I performed some repairs on an old "merry tiller" rotor-tiller today.
The main job was building up the outer tines which were worn down by many years of tilling. I layered on a bunch of 3/32" E70S6 rods using TIG with a good number of passes. The leading edges of the tines were worn into a tapered shape which was especially bad news on the outermost tines, because when they hit rocks on the side of the trench being tilled, the worn tines would thrust sideway on the rock and toss the tiller sideways. The "sharp" tine leading edge shape grabs and flips the rocks out much better.
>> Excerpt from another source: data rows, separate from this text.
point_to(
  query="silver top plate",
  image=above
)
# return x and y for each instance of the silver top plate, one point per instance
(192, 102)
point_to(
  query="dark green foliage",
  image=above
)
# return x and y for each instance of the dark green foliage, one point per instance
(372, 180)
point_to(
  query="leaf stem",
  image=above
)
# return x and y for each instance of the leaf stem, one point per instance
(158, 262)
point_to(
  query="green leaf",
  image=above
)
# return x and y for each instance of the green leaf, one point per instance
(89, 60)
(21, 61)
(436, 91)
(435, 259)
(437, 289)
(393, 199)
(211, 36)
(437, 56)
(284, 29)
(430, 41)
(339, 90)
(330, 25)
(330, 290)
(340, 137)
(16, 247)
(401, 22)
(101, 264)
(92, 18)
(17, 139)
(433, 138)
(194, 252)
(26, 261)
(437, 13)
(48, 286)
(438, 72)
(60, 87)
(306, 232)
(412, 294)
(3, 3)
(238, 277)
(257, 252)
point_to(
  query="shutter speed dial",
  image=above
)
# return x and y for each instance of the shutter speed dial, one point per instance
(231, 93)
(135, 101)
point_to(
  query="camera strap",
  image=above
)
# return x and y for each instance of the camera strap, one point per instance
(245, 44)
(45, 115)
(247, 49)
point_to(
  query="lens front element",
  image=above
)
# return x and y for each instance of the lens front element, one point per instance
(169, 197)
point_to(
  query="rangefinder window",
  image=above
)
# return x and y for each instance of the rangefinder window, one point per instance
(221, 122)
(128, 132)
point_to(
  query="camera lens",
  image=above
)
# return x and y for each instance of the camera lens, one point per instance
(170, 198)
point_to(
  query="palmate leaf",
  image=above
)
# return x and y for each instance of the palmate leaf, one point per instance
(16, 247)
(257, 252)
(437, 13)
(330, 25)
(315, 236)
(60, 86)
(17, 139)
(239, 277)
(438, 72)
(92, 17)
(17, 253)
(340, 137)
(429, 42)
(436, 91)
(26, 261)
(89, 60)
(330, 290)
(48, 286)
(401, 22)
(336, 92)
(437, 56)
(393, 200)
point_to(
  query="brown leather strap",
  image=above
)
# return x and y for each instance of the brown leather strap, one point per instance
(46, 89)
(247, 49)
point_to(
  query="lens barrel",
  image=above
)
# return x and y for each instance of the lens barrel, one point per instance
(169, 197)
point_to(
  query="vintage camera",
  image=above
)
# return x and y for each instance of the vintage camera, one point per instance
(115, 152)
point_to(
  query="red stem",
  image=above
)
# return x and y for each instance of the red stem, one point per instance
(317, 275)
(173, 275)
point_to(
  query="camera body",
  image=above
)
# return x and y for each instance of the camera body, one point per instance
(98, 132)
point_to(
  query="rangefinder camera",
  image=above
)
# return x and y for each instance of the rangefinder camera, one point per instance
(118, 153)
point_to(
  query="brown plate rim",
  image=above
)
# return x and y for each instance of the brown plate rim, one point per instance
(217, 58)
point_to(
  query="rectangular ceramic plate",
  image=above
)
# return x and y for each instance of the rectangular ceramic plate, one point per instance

One thing that I figured out that was kind of fun, was using the filler rod and surface tension between it and the molten puddle, to "persuade" the puddle into a certain position (such as, holding it up against gravity) to control its position as it freezes and to control the shape of the solidified material.
I also repaired a frayed stainless steel clutch actuating cable. I welded on a solid "loop" of 309L stainless onto it.
I just used the torch switch to control heat for this, so I could do the repair easily with the tiller resting on the ground. I think it's pretty good evidence that you can control TIG heat with just a torch mounted on-off switch pretty darned well. I dial in a little bit of downslope (maybe about 2 seconds) which makes the heat react a little more slowly to the switch, then toggle the switch repeatedly on/off while welding to control the heat. It works quite well.
Since I was welding outside in light-moderate winds, I used my "big" #8 gas lens cup and didn't stick the tungsten out very much, and about 12 cfh. Worked well for not fighting the wind too badly. I sapped about 150 psi off Argon bottle doing this though.